Famosa per i suoi monumenti storici, è uno dei pochi capoluoghi a conservare il centro storico, ricco di antiche strutture di varie epoche, completamente circondato da una cinta muraria cinquecentesca nell’insieme integra e quasi pressoché immutata nel corso dei secoli. È una notevole città d’arte d’Italia. Ufficialmente di origini romane, ma su probabili insediamenti anteriori, Lucca, città di mercanti e tessitori, mantenne la sua autonomia come Stato indipendente per parecchi secoli fino al 1799 quando venne soppiantata l’antica Repubblica, a seguito della conquista francese da parte delle truppe napoleoniche, dando vita al Principato di Lucca e successivamente al Ducato borbonico di Lucca.

Lucca is an Italian city located in the Tuscany region, on the banks of the Serchio River. It is known for the Renaissance wall that surrounds the historic center and for the cobbled streets. The wide tree-lined walks atop these 16th and 17th century ramparts are very popular, on foot and by bike. The birthplace of the great composer Giacomo Puccini is now a museum.

Lucca is an Italian town of 88 842 inhabitants [2] in northern Tuscany, capital of the province of the same name, whose metropolitan area is the main center of the Piana di Lucca.

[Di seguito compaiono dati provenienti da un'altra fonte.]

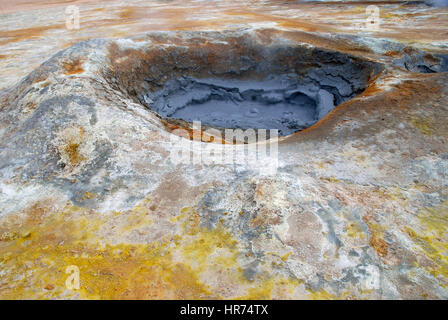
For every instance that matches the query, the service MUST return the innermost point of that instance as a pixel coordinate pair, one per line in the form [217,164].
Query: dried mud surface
[357,209]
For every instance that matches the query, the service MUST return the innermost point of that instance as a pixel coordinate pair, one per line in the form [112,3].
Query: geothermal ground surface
[356,208]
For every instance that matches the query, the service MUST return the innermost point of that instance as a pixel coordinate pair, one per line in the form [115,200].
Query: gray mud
[280,102]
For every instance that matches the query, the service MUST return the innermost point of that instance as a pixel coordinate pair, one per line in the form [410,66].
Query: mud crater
[243,83]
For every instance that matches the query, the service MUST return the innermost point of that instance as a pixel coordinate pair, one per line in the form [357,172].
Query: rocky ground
[356,209]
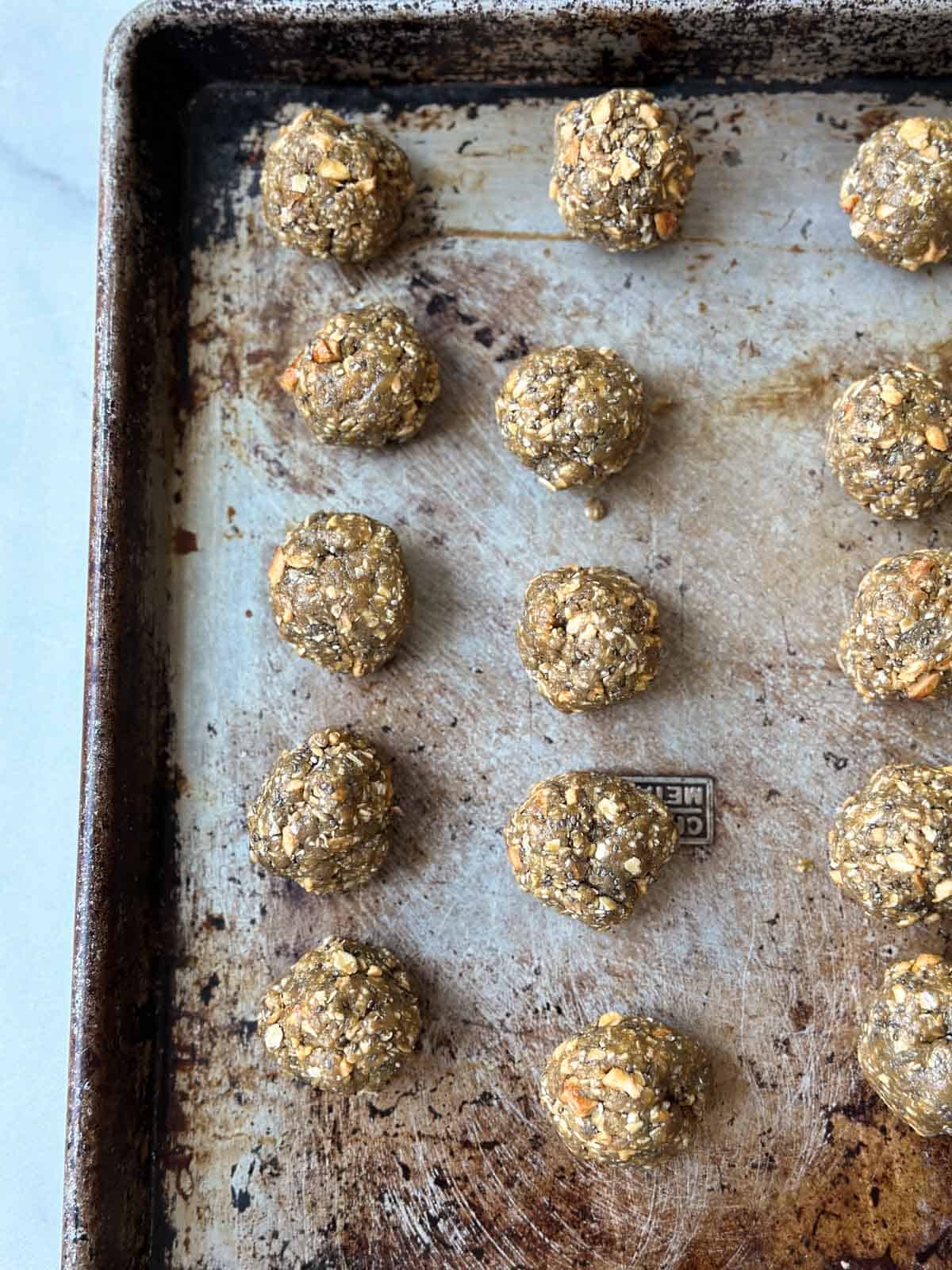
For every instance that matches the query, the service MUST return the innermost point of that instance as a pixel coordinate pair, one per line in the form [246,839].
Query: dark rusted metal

Famous for its historical monuments, it is one of the few capitals to preserve the historic center, full of ancient structures from various eras, completely surrounded by a sixteenth-century wall that is intact and almost unchanged over the centuries. It is a remarkable city of art in Italy. Officially of Roman origins, but on probable previous settlements, Lucca, a city of merchants and weavers, maintained its autonomy as an independent state for several centuries until 1799 when the ancient Republic was supplanted, following the French conquest by Napoleon’s troops , giving life to the Principality of Lucca and subsequently to the Bourbon Duchy of Lucca.